We will assess the source of the heterogeneity using sensitivity and subgroup analyses, looking for evidence of bias or methodological differences between trials where there is evidence of apparent or statistical heterogeneity.

Assessment of reporting biases

We will assess publication bias using funnel plots if at least 10 clinical trials meet our inclusion criteria.

Data synthesis

We will use the standard methods of the Cochrane Neonatal Review Group to synthesise all available data using Review Manager 5 (RevMan 2014). We will perform meta‐analysis using a fixed‐effect model to calculate RR, RD and MD along with their 95% CIs. We will calculate RD, NNTB and NNTH in instances where the effect estimate is statistically significant. Where continuous outcomes are measured using different scales, we will express the treatment effect as standardised mean difference (SMD) with 95% CI. Narrative reviews will take place of meta‐analyses in the event that the participants, interventions, comparisons and outcomes for a particular outcome or outcome set are not judged sufficiently similar to ensure a clinically meaningful answer.

Quality of evidence

The quality of evidence reflects the extent to which we are confident that an estimate of the effect is correct (Schünemann 2013).

We will use the GRADE approach to assess the quality of evidence for the following (clinically relevant) outcomes (Schünemann 2013): effectiveness of analgesia, time taken to wean analgesia, total analgesic requirements, opioid‐related adverse effects, local anaesthetic‐related adverse effects, need for/duration of postoperative respiratory support and time to reach full enteral feeds.

Two review authors will independently assess the quality of the evidence for each of the outcomes above. We will consider evidence from randomised controlled trials as high quality but downgrade the evidence one level for serious (or two levels for very serious) limitations based upon the following: design (risk of bias), consistency across studies, directness of the evidence, precision of estimates and presence of publication bias.
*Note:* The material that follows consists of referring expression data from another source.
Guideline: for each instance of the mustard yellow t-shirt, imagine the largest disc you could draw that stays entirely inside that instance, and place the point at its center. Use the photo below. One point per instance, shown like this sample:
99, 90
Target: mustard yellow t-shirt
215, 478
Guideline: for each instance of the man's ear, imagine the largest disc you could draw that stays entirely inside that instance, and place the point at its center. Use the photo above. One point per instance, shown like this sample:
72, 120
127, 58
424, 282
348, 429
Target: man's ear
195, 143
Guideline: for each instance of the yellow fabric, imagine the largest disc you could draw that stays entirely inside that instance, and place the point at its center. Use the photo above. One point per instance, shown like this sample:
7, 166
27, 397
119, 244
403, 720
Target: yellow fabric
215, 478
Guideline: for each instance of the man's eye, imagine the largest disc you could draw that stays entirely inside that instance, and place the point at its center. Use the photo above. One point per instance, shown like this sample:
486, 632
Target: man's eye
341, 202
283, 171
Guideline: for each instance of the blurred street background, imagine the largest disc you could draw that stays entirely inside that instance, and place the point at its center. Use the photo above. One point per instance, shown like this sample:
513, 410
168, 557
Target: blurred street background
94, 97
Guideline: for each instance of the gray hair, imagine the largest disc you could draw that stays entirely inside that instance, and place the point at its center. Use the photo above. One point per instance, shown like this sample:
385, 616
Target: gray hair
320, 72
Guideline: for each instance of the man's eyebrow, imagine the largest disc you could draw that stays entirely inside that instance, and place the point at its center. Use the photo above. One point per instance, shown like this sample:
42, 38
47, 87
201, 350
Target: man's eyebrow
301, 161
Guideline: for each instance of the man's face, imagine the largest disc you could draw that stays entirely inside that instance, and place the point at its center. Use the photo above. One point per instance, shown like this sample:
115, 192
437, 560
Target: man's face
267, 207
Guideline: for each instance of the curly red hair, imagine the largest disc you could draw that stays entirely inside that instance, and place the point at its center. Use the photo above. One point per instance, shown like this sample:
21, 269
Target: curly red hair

We will use the GRADEpro Guideline Development Tool to create a 'Summary of findings' table to report the quality of the evidence (GRADEpro GDT 2014).

The GRADE approach results in an assessment of the quality of a body of evidence in one of four grades:

  • high: we are very confident that the true effect lies close to that of the estimate of the effect;

  • moderate: we are moderately confident in the effect estimate: the true effect is likely to be close to the estimate of the effect, but there is a possibility that it is substantially different;

  • low: our confidence in the effect estimate is limited: the true effect may be substantially different from the estimate of the effect;

  • very low: we have very little confidence in the effect estimate: the true effect is likely to be substantially different from the estimate of effect

Subgroup analysis and investigation of heterogeneity

If appropriate, we will compare the effect of local wound analgesia in infants undergoing surgery in the following subgroups:

  • gestational age at birth: term infants (37 weeks' gestation and above); preterm infants (less than 37 weeks' gestation);

  • concentration and type of local anaesthetic agent used for local wound infusion;

  • site of catheter tip placement for local anaesthetic wound analgesia in laparotomy incisions: non‐TAP blocks (subcutaneous space, muscle fascia or preperitoneal vs. TAP blocks (laterally between the transverse abdominis and internal oblique, or medially in the posterior rectus sheath);

  • non‐TAP blocks: laparotomy vs. thoracotomy.

Sensitivity analysis

We will explore methodological heterogeneity using sensitivity analyses by including only those trials with adequate allocation concealment, randomisation or blinding of treatment and less than 10% losses to follow‐up.